IMCAFS

Home

the realization of fingerprint identification system

Posted by trammel at 2020-02-27
all

outline

This series of articles will introduce the implementation process of fingerprint identification system of equipment. Firstly, the background, implementation principle and main application scenarios of device fingerprint are introduced. Then it will focus on the client information collection and related algorithm implementation.
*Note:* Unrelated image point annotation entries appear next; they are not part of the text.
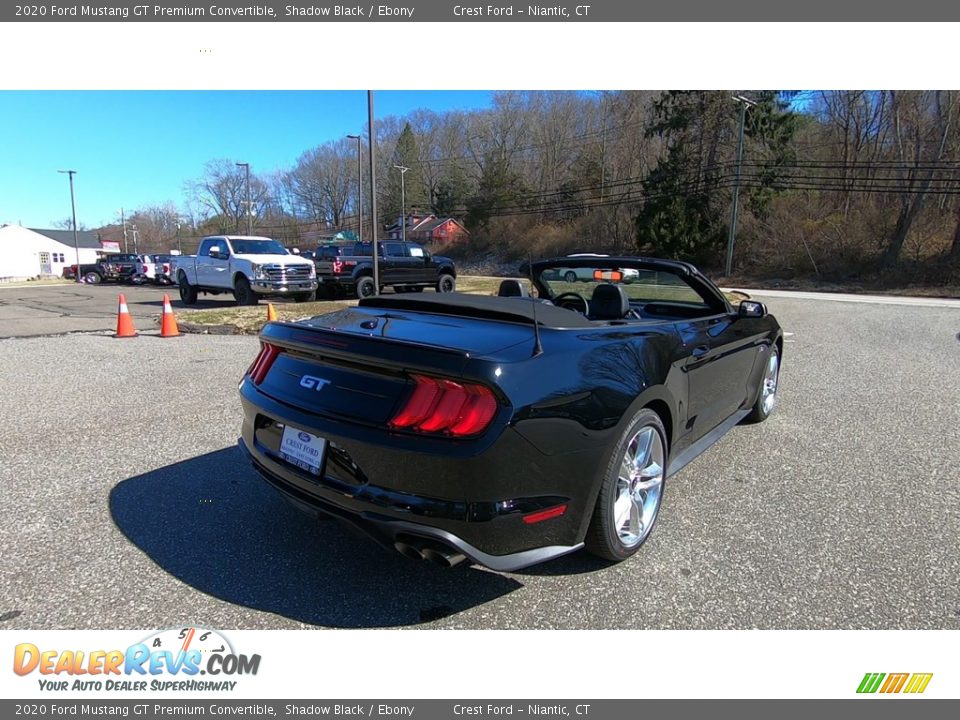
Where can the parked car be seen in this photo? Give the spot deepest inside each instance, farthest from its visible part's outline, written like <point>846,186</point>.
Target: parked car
<point>116,267</point>
<point>153,269</point>
<point>509,430</point>
<point>248,267</point>
<point>586,274</point>
<point>344,268</point>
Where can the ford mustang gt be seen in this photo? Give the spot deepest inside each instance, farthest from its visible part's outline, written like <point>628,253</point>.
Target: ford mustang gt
<point>513,429</point>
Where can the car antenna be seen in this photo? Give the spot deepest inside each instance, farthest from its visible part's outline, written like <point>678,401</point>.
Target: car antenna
<point>537,347</point>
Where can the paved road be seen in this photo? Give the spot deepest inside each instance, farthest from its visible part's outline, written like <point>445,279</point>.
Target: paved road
<point>126,505</point>
<point>31,310</point>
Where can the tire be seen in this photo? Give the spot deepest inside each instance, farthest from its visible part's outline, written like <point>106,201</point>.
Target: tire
<point>366,287</point>
<point>629,502</point>
<point>767,393</point>
<point>188,293</point>
<point>243,293</point>
<point>446,283</point>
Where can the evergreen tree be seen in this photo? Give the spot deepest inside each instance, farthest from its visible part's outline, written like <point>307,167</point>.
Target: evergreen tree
<point>688,195</point>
At the same time, we will analyze some mainstream website device fingerprint collection and its implementation logic. Then, it will give the specific usage of device fingerprint for specific business scenarios. Finally, a simple fingerprint identification system is built.
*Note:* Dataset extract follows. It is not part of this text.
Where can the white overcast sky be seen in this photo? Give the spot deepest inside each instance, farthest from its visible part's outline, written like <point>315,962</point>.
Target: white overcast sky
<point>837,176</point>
This paper will introduce the background, the principle and the application prospect of the device fingerprint.

Device fingerprint introduction

People's fingerprints are changeable and unique, which can be used as people's identity identification. At the same time, the person's name, ID card number and facial features can also be used as the only identification. For devices, they also have features that can be used for identification. For example, the unique serial number of the equipment, the production ID of the equipment, etc.

What is device fingerprinting?

In short, device fingerprint refers to the device characteristics or unique device identification that can be used to uniquely identify the device.

Device fingerprint includes some inherent, difficult to tamper with and unique device identification. For example, the hardware ID of a device, such as a mobile phone, will be given a unique IMEI (International Mobile Equipment Identity) number in the production process to uniquely identify the device. Like the network card of a computer, it will be given a unique MAC address in the production process. The unique identifiers of these devices can be regarded as device fingerprints.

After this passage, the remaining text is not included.